Payung Geulis merupakan ikon dari Kota Tasikmalaya yang keberadaannya hampir punah. Pada masa penjajahan Belanda sekitar tahun 1926 dipakai oleh none–none Belanda. Payung geulis yang terbuat dari bahan kertas dan kain mengalami masa kejayaan pada era 1955 sampai 1968. Namun masa kejayaan itu berangsur-angsur surut setelah pemerintah pada tahun 1968 menganut politik ekonomi terbuka. Sehingga payung buatan pabrikan dari luar negeri masuk ke Indonesia. Hal ini berdampak pada hancurnya usaha kerajinan payung geulis di Tasikmalaya. Usaha kerajinan ini mulai bersinar kembali sejak tahun 1980-an. Para perajin mulai membuka kembali usaha pembuatan payung walau dalam jumlah kecil.
Agar kerajinan ini dapat terus bertahan, Pemerintah Kota Tasikmalaya telah melakukan berbagai pembinaan, diantaranya pelatihan dan bantuan peralatan agar perajin dapat meningkatkan kualitas. Pemerintah Kota Tasikmalaya juga membuat peraturan untuk mewajibkan penggunaan payung geulis sebagai hiasan depan pintu disetiap hotel, perkantoran dan rumah makan yang ada di wilayah Kota Tasikmalaya.
Payung merupakan alat pelindung dari hujan dan panas sedangkan Geulis memiliki arti elok atau molek sehingga Payung Geulis memiliki arti payung cantik yang bernilai estetis. Terdapat dua motif payung geulis yaitu motif hias geometris berbentuk bangunan yang lebih menonjol seperti garis lurus, lengkung dan patah-patah, dan motif hias non geometris diambil dari bentuk alam seperti manusia, hewan dan tanaman.

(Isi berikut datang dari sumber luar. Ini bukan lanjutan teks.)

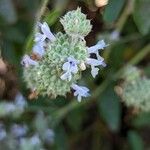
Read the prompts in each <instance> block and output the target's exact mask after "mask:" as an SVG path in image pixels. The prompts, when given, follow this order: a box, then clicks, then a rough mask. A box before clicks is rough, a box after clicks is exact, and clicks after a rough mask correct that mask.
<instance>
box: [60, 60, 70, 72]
mask: <svg viewBox="0 0 150 150" xmlns="http://www.w3.org/2000/svg"><path fill="white" fill-rule="evenodd" d="M69 68H70V63H69V62H65V63H64V64H63V67H62V69H63V70H64V71H67V70H69Z"/></svg>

Payung geulis ini rangkanya terbuat dari bambu. Setelah dirangkai dan dipasangi kain dan kertas, ujung payung dirapikan dengan menggunakan kanji. Agar menarik, rangka bagian dalam diberi benang warna–warni. Proses pembuatan payung ini bergantung pada sinar matahari, karena setelah diberi kanji, payung dijemur hingga keras. Payung kemudian diberi warna, serta dilukis dengan corak bunga. Semua proses pembuatan payung geulis dibuat secara manual dengan buatan tangan/handmade kecuali gagang payung dibuat dengan menggunakan mesin.